Re: NTFS-like streams?

From: Rogier Wolff (R.E.Wolff@BitWizard.nl)
Date: Mon Aug 14 2000 - 17:37:19 EST


Michael Rothwell wrote:
> Rogier Wolff wrote:
> >
> > Michael Rothwell wrote:
> > > Rogier Wolff wrote:
> > >
> > > > However, when
> > > >
> > > > myfile
> > > >
> > > > starts to refer both to a file and a directory, that's when I get
> > > > upset.
> > >
> > >
> > > It's not a file and a directory. It's a file with named streams.
> >
> > Fine. Then it's a file with named streams.
> >
> > If both
> >
> > myfile
> >
> > and
> >
> > myfile/resource
> >
> > become valid strings to pass to the "open" syscall then I get upset.
>
> Why? Programs that don't use streams won't ever try to do it, a
> nd won't even query to see if there _are_ streams on a file.

It's important that non-aware tools continue to be non-aware, but do
the "right thing" as much as possible.

With a friend I just discussed that

        word myfile.doc

is supposed to work. Even if the stupid word-for-mac put a resource
file on the document. But we'd also like

        cp myfile.doc mybackupfile.doc

to copy both the file and its resource fork. This is definitively not
possible. We're agreed that the first is a bit more important.

> > Fine now I'm using your terminology. Does that help you understand
> > what I'm trying to say? I think you're just playing dumb. That doesn't
> > help a discussion.

> I'm not playing dumb. It seems like people making the "implement as
> directories" arguments actually don't want any streams support at
> all. I'm arguing honestly: I want streams support for filesystems
> that use them. I don't want to break existing programs to get it. I
> think a namespace extension is the proper way to do it. I _think_ I
> understand what you're trying to say, and it's this:
 
> "streams are stupid and I don't want linux to support them"

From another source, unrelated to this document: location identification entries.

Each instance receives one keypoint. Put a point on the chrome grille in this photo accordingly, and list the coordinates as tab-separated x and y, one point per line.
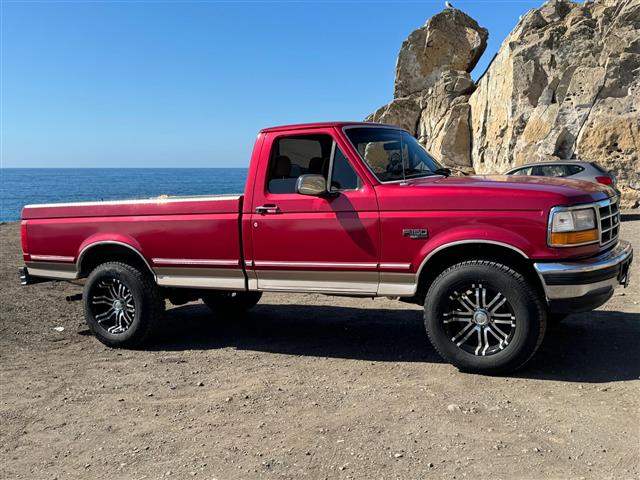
609	217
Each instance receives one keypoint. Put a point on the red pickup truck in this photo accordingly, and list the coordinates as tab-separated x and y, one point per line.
356	209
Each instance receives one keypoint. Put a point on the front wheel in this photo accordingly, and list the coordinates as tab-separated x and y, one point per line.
231	302
483	317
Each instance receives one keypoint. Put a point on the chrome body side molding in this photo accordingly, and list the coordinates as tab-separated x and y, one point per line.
138	201
54	271
214	278
306	281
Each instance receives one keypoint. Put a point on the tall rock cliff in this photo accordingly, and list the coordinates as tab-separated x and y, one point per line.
564	84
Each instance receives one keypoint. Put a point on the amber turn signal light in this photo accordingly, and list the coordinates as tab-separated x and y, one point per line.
573	238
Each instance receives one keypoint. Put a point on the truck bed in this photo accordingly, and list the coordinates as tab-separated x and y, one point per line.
192	241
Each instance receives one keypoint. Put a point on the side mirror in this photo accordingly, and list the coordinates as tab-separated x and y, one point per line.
315	185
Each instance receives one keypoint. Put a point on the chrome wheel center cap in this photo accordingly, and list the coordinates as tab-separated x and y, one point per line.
481	317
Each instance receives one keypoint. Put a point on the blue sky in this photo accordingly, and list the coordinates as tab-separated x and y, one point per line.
189	84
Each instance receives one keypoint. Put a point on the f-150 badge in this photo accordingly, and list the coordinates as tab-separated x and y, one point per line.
415	233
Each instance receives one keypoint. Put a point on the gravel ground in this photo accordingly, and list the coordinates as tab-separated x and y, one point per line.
308	386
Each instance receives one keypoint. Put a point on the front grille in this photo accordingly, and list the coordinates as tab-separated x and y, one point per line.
609	216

No. I'm not trying to say that.

What I'm saying is that we've made dos' 11 character filenames
representable in Unix. In an intuitive way (in fact very similar to
what DOS does itself). "AUTOEXECBAT" becomes "autoexec.bat" (12
chars. Notice?). We've even turned the slash around, because that maps
easier on the way Unix guys would think of directories. There is
nothing wrong with C:\WINDOWS\WIN.INI, we just say
/w95/windows/win.ini .

Fact is, that we've thought about it a bit, and now normal Unix
utilities like "tar" and "cp" work on an MSDOS filesystem.

There is a translation involved from what's on the disk, and what we
present to the user. In the case at hand I want to make the suggestion
that keeping the "what we present to the user" reasonably unix-like.

So:
        
drwxrwxr-x 2 wolff users 1024 Aug 14 23:55 myfile/
-rw-rw-r-- 1 wolff users 8 Aug 14 23:56 myfile/default
-rw-rw-r-- 1 wolff users 16335 Aug 14 23:56 myfile/logo.gif

is a good way to show a file with named-stream-file to unix-users. Tar
understands what to do with this. If you shove this onto an ext2fs,
you won't notice the difference. Good.

If you add the convenience that

        open ("myfile", O_RDONLY);

doesn't return EISDIR, but just opens myfile/default instead, then
"the you get the datafork if you forget about the named streams" also
works.

You can also do:

-rw-rw-r-- 1 wolff users 8 Aug 14 23:56 myfile
-rw-rw-r-- 1 wolff users 16335 Aug 14 23:56 myfile:logo.gif

Tar still works. You're in trouble a bit when the filesystem specifies
a file that contains a ":". These will be scarce in both Apple and NT
filesystems if I'm not mistaken. Anyway, if you DO encounter them, I'd
suggest that the file that apple would call

        myfile:backup
        6d 79 66 69 6c 65 3a 62 61 63 6b 75 70

we'd see this file as:

        myfile%3abackup
        6d 79 66 69 6c 65 25 33 61 62 61 63 6b 75 70

and the apple file

        thesis 100% done

would become

        thesis 100%2a done
        74 68 65 73 69 73 20 31 30 30 2a 32 61 20 64 6f 6e 65

Slightly ugly, but fortunately, cp, tar, the shell, every Unix utility
knows how to handle filenames that have odd characters in them.

I'm also cool with:

lrwxrwxrwx 1 wolff users 13 Aug 15 00:07 my_file -> .my_file_data
-rw-rw-r-- 1 wolff users 8 Aug 14 23:56 .my_file_data
-rw-rw-r-- 1 wolff users 16335 Aug 14 23:56 .my_file_logo.gif

Now you may have to "mangle" filenames that start with a ".". If you
think that's more or less likely than "%" or ":" in a filename, that
can be a valid reason to chose one or the other method.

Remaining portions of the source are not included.